Magnesium reduces calcification in bovine vascular smooth muscle cells in a dose-dependent manner

Abstract

Background: Vascular calcification (VC), mainly due to elevated phosphate levels, is one major problem in patients suffering from chronic kidney disease. In clinical studies, an inverse relationship between serum magnesium and VC has been reported. However, there is only few information about the influence of magnesium on calcification on a cellular level available. Therefore, we investigated the effect of magnesium on calcification induced by β-glycerophosphate (BGP) in bovine vascular smooth muscle cells (BVSMCs).

Methods: BVSMCs were incubated with calcification media for 14 days while simultaneously increasing the magnesium concentration. Calcium deposition, transdifferentiation of cells and apoptosis were measured applying quantification of calcium, von Kossa and Alizarin red staining, real-time reverse transcription-polymerase chain reaction and annexin V staining, respectively.

Results: Calcium deposition in the cells dramatically increased with addition of BGP and could be mostly prevented by co-incubation with magnesium. Higher magnesium levels led to inhibition of BGP-induced alkaline phosphatase activity as well as to a decreased expression of genes associated with the process of transdifferentiation of BVSMCs into osteoblast-like cells. Furthermore, estimated calcium entry into the cells decreased with increasing magnesium concentrations in the media. In addition, higher magnesium concentrations prevented cell damage (apoptosis) induced by BGP as well as progression of already established calcification.

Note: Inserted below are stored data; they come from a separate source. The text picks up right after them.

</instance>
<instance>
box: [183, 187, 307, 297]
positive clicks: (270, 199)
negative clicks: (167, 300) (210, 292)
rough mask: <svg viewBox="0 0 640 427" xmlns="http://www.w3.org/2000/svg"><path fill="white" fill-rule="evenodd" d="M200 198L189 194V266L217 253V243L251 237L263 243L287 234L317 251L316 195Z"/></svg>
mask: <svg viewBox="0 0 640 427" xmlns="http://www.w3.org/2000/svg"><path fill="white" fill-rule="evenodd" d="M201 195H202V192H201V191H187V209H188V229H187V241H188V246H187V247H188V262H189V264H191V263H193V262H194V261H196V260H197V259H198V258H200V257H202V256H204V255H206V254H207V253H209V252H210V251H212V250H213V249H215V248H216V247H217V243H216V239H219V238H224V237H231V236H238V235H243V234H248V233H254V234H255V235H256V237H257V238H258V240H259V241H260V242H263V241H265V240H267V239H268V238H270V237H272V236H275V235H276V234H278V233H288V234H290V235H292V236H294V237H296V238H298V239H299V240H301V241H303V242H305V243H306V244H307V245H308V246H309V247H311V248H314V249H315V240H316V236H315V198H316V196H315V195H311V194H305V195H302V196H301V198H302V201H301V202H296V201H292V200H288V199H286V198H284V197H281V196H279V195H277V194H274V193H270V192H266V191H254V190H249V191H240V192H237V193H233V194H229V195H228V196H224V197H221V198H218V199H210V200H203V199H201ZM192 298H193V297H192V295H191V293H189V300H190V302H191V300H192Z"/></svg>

Conclusions: Higher magnesium levels prevented BVSMC calcification, inhibited expression of osteogenic proteins, apoptosis and further progression of already established calcification. Thus, magnesium is influencing molecular processes associated with VC and may have the potential to play a role for VC also in clinical situations.

Fig. 1.

Effect of magnesium on BGP-induced deposition of calcium in BVSMCs. BVSMCs were incubated for 7 days (A) and 21 days (B) under calcifying conditions (+10 mM BGP) either in the presence of physiological (1.1 mM = control) or elevated extracellular magnesium (2 and 3 mM). Magnesium was added from start (A and B) or at the time points indicated (C). Dashed lines in graph C indicate the presence of magnesium. Data are given as means and SD of at least six replicates (a = difference versus BGP: P < 0.05, b = difference versus same condition Day 14: P < 0.05). In parallel, von Kossa (D) Alizarin red (E) staining was performed with cells treated for 14 days under the same conditions as mentioned above.

Fig. 2.

Effect of magnesium on BGP-induced expression of proteins involved in calcification in BVSMCs. BVSMCs were incubated for 14 days under calcifying conditions either in the presence of physiological or elevated extracellular magnesium. ALP activity was quantified in cell lysates (C) and normalized to the amount of protein. For western blot analysis equal amounts of proteins were stained for CBFA1> and ß-actin (D). (A, B and C) data shown are means and SD of eight replicates (a = difference versus BGP: P < 0.05).

Fig. 3.

Influence of magnesium on the secretion of proteins involved in calcification. Protein concentrations of MGP and BMP2 were quantified in the supernatants of BVSMCs by ELISA (A and B). Cells were incubated for 14 days under calcifying conditions either in the presence of physiological or elevated extracellular magnesium concentrations. Data shown are means and SD of eight replicates (a = difference versus BGP: P < 0.05; b = difference versus control: P < 0.05).

Fig. 4.

Effect of calcification on the induction of apoptosis and on cell viability. To induce calcification, BVSMCs were incubated in the presence of 10 mM BGP for 14 days. The inhibitory effect of magnesium was assessed by raising the physiological magnesium concentration in the media from 1.1 mM (control) to 2 and 3 mM. The percentage of apoptotic cells (A) and cell viability (B) was quantified. Data shown are mean and SD of 4 (A) and 3 (B) experiments (a = difference versus BGP: P < 0.05).